A kind of 3-[5-(2-fluorophenyl)-1,2,4-diazole-3-base] benzoic preparation method
Technical field
The present invention relates to pharmaceutical chemistry synthesis technical field.In particular to a kind of anti-muscular dystrophy disease drug 3-[5-(2-fluorophenyl)-1,2,4-diazole-3-base] benzoic preparation method.
Background technology
3-[5-(2-fluorophenyl)-1,2,4-diazole-3-bases] benzoic acid is the experimental drug developed of PTC Therapeutics Inc. of the U.S. (PTC Therapeutics), English name Ataluren, another name PTC124 (the most also PTC124 is called in letter).As one effective nonsense mutation inhibitor, the clinical data of PTC124 shows that the duchenne muscular dystrophy to nonsense mutation (Duchenne Muscular Dystrophy) patient has positive therapeutic.
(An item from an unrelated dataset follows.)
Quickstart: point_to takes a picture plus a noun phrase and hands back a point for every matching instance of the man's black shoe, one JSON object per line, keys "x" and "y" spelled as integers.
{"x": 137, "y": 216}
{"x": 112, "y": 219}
3-[5-(2-fluorophenyl)-1,2,4-diazole-3-base] benzoic structural formula is as follows:
Patent documentation US2004204461A1 reports a kind of preparation method of PTC124 at first, comprises the following steps: (1) 3-cyanobenzoic acid and iodomethane reaction, generates 3-cyano-benzoic acid methyl ester;(2) 3-cyano-benzoic acid methyl ester and azanol reaction, obtains 3-(N-hydroxyl amidino groups) essence of Niobe;(3) 3-(N-hydroxyl amidino groups) essence of Niobe reacts with 2-fluorobenzoyl chloride, obtains 3-[N-(2-fluorobenzoyl epoxide) amidino groups] essence of Niobe;(4) 3-[N-(2-fluorobenzoyl epoxide) amidino groups] essence of Niobe dehydration condensation, obtains 3-[5-(2-fluorophenyl)-1,2,4-diazole-3-base] essence of Niobe;(5) hydrolysis of 3-[5-(2-fluorophenyl)-1,2,4-diazole-3-base] essence of Niobe, obtains 3-[5-(2-fluorophenyl)-1,2,4-diazole-3-base] benzoic acid.Its chemical equation is as follows:
The raw material 3-cyanobenzoic acid price that this preparation method uses, iodomethane is poisonous reagent and belongs to controlled drug, and costly, production cost is the highest, is not suitable for industrialization for the price of gained 3-cyano-benzoic acid methyl ester.In embodiment, the HPLC purity of finished product is the highest, is 98%, is unfavorable for that the application of high standard preparation, total molar yield only have 57%.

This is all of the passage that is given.